I shook my head twice when I was reading Summertime. Was I reading a novel by J M Coetzee (in picture) or was this written about someone else? But that couldn’t be: the subject of the book shared the same name as the author.

For some time, I was lost. And one of Coetzee’s purposes was achieved. To puzzle the reader, to leaver her perplexed about his personality – is the novel autobiographical, or even taking from the truth in some places, at least? But then why would anyone want to portray himself as one having no ‘sexual presence’? And this laceration of his sexual self continues throughout the book.

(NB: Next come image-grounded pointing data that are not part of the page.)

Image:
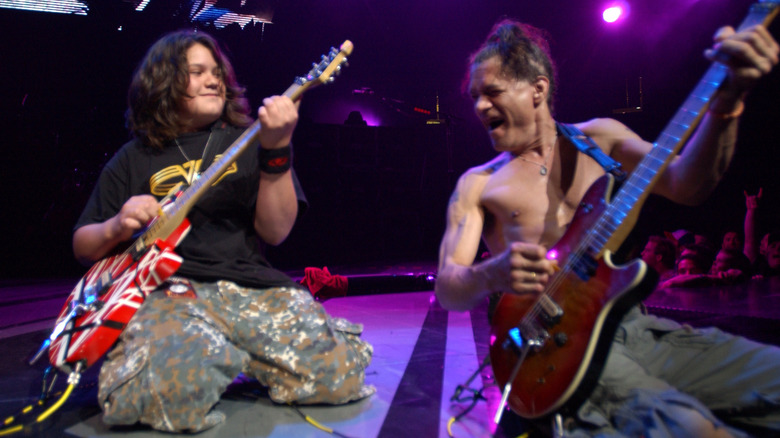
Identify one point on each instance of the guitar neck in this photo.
(620, 217)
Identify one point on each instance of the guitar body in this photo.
(106, 298)
(565, 368)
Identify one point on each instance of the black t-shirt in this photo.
(222, 243)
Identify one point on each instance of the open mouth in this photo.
(495, 124)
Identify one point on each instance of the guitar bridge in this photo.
(527, 333)
(551, 311)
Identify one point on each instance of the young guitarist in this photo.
(227, 310)
(660, 379)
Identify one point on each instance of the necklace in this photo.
(542, 167)
(202, 155)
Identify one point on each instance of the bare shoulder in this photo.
(472, 182)
(616, 140)
(607, 132)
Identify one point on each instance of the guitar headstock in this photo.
(322, 72)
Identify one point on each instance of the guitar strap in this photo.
(587, 146)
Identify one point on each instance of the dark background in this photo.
(378, 194)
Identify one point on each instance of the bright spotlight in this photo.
(612, 14)
(615, 11)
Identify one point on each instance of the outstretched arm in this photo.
(691, 177)
(277, 204)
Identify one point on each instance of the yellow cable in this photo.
(57, 405)
(449, 426)
(11, 430)
(317, 425)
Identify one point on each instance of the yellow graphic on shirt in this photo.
(163, 181)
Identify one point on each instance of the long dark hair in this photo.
(160, 83)
(523, 50)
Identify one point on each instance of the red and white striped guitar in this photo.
(107, 297)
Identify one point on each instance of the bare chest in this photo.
(522, 205)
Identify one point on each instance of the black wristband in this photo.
(275, 160)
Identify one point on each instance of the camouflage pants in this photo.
(177, 355)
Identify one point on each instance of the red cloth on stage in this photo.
(324, 285)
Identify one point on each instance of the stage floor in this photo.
(421, 354)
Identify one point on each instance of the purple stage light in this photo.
(615, 12)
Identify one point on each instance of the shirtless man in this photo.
(521, 202)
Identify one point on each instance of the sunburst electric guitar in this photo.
(548, 351)
(107, 297)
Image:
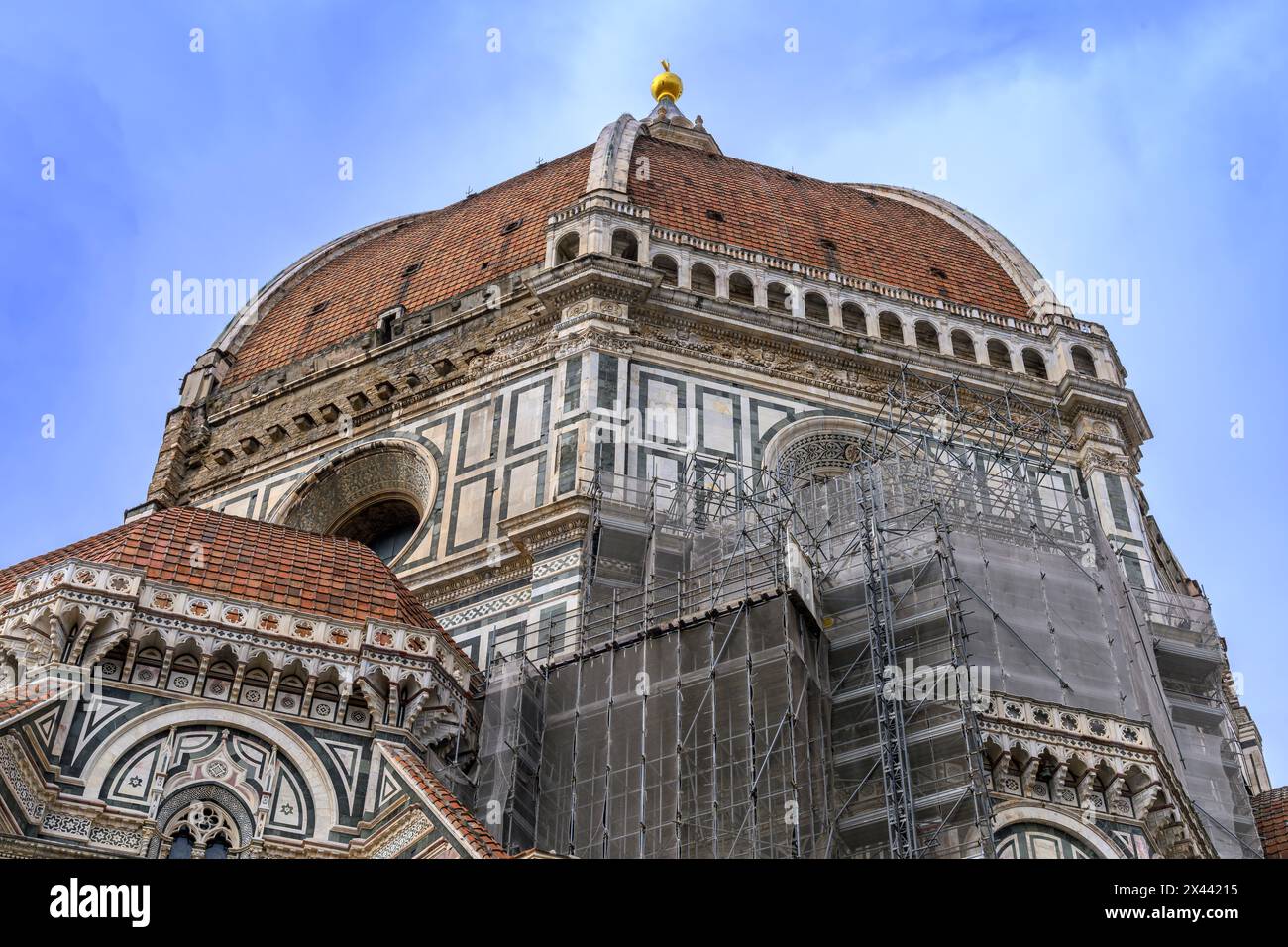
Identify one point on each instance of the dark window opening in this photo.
(777, 298)
(670, 270)
(626, 245)
(1034, 365)
(892, 329)
(384, 526)
(927, 337)
(1083, 364)
(181, 844)
(567, 249)
(815, 308)
(853, 318)
(999, 356)
(741, 290)
(702, 279)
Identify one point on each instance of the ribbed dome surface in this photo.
(500, 231)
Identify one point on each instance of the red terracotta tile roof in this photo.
(1271, 812)
(248, 560)
(21, 699)
(443, 801)
(451, 247)
(790, 215)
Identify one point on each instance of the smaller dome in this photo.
(666, 84)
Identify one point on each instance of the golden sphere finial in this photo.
(666, 84)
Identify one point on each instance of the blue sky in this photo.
(222, 163)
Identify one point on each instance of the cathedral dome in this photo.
(668, 166)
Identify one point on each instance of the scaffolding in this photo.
(735, 682)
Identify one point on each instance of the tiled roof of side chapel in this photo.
(249, 560)
(892, 236)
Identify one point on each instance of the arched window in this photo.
(1034, 364)
(568, 248)
(1083, 363)
(256, 688)
(290, 694)
(853, 318)
(670, 270)
(815, 308)
(1033, 840)
(217, 848)
(702, 279)
(625, 245)
(219, 681)
(927, 337)
(777, 298)
(326, 698)
(999, 356)
(386, 328)
(892, 329)
(741, 290)
(384, 526)
(180, 847)
(147, 668)
(200, 830)
(183, 673)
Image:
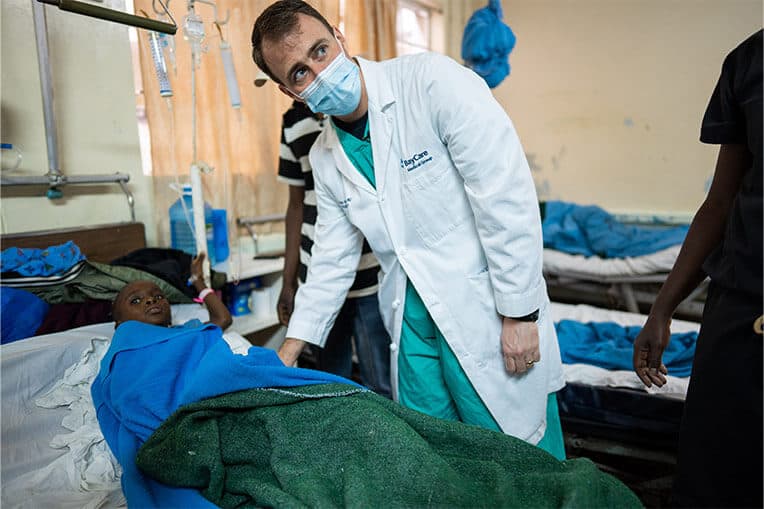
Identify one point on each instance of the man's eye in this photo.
(299, 75)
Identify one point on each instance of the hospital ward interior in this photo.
(409, 253)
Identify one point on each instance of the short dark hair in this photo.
(276, 22)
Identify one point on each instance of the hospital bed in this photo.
(609, 416)
(627, 283)
(628, 275)
(53, 453)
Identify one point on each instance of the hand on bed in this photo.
(648, 352)
(519, 345)
(285, 304)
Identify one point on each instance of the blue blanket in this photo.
(590, 231)
(610, 346)
(41, 262)
(23, 313)
(150, 371)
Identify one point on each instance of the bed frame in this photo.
(99, 243)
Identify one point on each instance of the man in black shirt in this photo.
(720, 443)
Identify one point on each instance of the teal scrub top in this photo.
(360, 154)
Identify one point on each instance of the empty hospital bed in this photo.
(609, 416)
(589, 256)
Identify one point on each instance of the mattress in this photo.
(53, 453)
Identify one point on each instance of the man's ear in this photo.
(289, 93)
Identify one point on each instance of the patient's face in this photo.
(142, 301)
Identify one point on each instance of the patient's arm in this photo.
(219, 314)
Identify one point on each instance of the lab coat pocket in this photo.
(434, 201)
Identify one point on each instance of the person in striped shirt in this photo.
(359, 319)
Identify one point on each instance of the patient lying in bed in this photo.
(193, 424)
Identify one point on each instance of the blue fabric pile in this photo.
(486, 44)
(590, 231)
(150, 371)
(41, 262)
(610, 346)
(23, 313)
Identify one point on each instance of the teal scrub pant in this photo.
(431, 380)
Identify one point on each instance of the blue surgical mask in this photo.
(336, 90)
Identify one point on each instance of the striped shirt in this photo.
(300, 128)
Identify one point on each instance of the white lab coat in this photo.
(455, 210)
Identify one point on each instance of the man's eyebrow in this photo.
(297, 65)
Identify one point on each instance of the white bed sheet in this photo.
(675, 387)
(563, 264)
(35, 474)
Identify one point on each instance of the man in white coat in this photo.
(422, 161)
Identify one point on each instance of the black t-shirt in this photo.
(734, 116)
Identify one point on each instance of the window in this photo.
(419, 26)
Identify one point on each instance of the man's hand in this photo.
(520, 345)
(285, 305)
(290, 350)
(648, 352)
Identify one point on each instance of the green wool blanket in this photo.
(335, 445)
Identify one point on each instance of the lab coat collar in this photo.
(343, 163)
(380, 98)
(378, 89)
(381, 101)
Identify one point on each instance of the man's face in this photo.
(142, 301)
(299, 57)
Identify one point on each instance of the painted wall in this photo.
(608, 96)
(94, 100)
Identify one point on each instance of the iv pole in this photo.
(197, 167)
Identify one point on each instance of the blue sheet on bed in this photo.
(149, 371)
(23, 313)
(40, 262)
(591, 231)
(610, 346)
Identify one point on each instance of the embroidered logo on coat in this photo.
(416, 161)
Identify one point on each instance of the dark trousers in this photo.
(359, 320)
(720, 440)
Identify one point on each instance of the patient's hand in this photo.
(648, 352)
(520, 345)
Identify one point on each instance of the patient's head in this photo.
(142, 301)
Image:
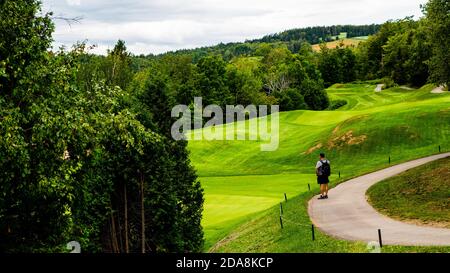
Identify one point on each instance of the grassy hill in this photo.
(243, 185)
(420, 195)
(347, 42)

Summertime, a collection of fictionalized interviews about Coetzee, is like Coetzee grabbing the reader by the neck and asking her to stop asking questions about him: what is the author like in real life? What of his sex life? What of the things he believed in? Coetzee seems to say, ‘Find the answers in my text, and not in me.’ What one writes may not necessarily be taken from the author’s life. So, even an attempt to scrutinise the author’s life for what he lets out in his work can, in a sense, let his writing down.

For, when one tells stories, one is trying to communicate with the story as a medium. There’s nothing cardinally wrong about looking for an author’s inspiration in his/her personal life: but, what’s the point? What is this obsession with knowing the source of something? Why should something be because of something, and not just exist?

I know the all-too human obsession behind knowing, of course, but Coetzee wants to snub this voyeuristic urge.

It’s also as if to compete with other descriptions of himself: by creating one himself. And, in doing that, try to dispel the aura of a ‘great writer’. What is a great writer but one who reports best her life experiences, sketches in detail the life-pictures she sees around her? So, how much credit for the ‘great writing’ should be attributed to the people in the writer’s life, to the stories she is witness to?

The book obsessively sniggers at the whole idea of ‘great’ and I do see the point of doing so. Some of our so-called literary persons would do well to read this book.